Eric's Day 2 Thoughts
The theme for Saturday was making the old new again. The same old, tired tropes just aren't cutting it anymore.
I was lucky enough to demo a game called Embers of Mirrim, which is a combination platformer and puzzle game by Creative Bytes. It adds a new dimension to the genre by having you control two characters, not just on the same team, but actually at the same time, as you try to bring two proud races together to repel an alien threat. It was a little something to differentiate the game from the jillion platformers that have come out since Super Mario Bros.
I also got to play Dimension Drive, a 1942-ish bullet hell with a twist. In this game you have a split screen, one screen has your ship and the other has an indicator of where you ship would be. Your ship can jump between the two screens, which brings a fresh new twist to the genre. It's also a bit mind-bending. You can jump to the other screen to avoid enemy attacks and obstacles, but you also have to make sure you aren't jumping into anything. There's also a co-op mode where two players each take one of the screens, and that's even more difficult still. It's hard to follow, but it's actually a very cool concept that adds a new layer to the age-old bullet hell genre.

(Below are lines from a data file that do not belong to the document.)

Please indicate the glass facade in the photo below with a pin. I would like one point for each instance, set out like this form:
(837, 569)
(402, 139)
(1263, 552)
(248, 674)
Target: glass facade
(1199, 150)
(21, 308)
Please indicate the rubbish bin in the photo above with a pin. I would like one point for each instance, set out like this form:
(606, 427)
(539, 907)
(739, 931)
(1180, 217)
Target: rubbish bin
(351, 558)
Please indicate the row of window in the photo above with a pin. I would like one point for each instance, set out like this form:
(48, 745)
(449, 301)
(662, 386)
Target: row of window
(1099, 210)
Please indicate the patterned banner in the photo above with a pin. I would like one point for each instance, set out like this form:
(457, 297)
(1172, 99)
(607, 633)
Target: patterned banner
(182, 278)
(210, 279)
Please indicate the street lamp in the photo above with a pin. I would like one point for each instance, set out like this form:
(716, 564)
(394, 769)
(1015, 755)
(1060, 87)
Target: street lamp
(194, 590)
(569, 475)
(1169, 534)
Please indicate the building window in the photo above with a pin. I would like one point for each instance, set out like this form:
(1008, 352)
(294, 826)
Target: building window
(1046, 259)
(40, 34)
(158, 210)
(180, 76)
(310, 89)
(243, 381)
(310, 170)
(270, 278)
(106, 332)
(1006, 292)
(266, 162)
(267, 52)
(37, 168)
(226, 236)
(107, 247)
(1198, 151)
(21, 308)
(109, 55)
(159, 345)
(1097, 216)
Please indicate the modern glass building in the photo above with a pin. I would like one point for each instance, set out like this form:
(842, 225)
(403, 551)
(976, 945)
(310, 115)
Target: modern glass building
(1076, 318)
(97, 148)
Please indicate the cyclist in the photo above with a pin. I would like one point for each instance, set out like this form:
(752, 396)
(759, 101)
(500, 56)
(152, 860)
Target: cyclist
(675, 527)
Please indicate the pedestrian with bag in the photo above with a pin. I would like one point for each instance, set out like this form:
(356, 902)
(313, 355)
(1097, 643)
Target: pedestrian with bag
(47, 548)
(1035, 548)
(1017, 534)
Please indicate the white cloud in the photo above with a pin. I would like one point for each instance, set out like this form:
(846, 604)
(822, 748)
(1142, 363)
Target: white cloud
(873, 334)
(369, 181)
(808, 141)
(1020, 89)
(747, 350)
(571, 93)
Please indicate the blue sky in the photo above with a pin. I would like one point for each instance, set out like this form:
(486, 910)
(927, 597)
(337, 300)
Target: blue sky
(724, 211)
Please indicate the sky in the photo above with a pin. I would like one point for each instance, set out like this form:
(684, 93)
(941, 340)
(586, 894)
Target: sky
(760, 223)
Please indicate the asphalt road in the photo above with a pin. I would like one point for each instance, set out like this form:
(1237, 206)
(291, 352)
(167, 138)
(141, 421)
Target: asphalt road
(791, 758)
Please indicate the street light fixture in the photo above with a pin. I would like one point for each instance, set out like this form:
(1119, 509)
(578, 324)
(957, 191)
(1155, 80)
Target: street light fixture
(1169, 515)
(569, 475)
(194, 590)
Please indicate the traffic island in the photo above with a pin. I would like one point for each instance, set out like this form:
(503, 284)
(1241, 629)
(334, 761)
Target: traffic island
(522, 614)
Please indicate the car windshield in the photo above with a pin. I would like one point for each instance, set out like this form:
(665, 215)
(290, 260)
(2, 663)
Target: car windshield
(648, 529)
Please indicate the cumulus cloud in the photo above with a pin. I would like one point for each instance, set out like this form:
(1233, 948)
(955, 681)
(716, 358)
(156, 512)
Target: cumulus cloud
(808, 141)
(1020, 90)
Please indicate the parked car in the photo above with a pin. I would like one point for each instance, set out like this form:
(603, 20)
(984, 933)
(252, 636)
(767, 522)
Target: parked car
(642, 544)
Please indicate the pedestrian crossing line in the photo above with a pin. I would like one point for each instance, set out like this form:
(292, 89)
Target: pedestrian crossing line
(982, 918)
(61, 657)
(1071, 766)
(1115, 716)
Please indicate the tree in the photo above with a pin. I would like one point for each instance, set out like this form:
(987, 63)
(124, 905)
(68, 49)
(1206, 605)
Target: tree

However, the highlight of the day was when I got to play the new Shovel Knight expansion, Specter of Torment. Shovel Knight, as I have said before, thrives on making the old new again. Specter of Torment is Yacht Club Games's newest addition to the game, and unexpectedly, it's actually a prequel to the main game of Shovel Knight. So far as I could tell from the demo, Specter of Torment follows Specter Knight, who was brought back from death by The Enchantress, as he goes around and recruits the other members of the Order of No Quarter. This expansion makes Shovel Knight itself new again with a new storyline, new characters and abilities, and new versions of old familiar levels.
There are only so many times you can play and appreciate the same old things. If the next big thing looks too much like the last big thing, then why would you or anyone else be interested in it? Gaming has reached a point of needing to make the old new again, and that's been one of the major themes of PAX East this year. Keep it fresh, keep it fun.
Game on, my friends.
The End Is Near, But There's Still So Much To See
The final day approaches fast, and while we all love the afterparties and concerts that this weekend bring, we chose to take our own advice. We left early, came back to the hotel, and spent time just enjoying all the great board games we bought for ourselves. If there's one more thing to say, its possibly this: while we come to conventions to play games, what we really take away from them is community. Taking the time to play with friends, to reconnect, or to bond with a favorite game developer is what makes the long marathon weekend worth all the time and money. We're here to remind ourselves that its not just us that love to live in worlds of unreality, but thousands and thousands of others too.Now if you'll excuse us, we have to get as much sleep as possible before daylight savings time kicks in, and it's time to attack day three.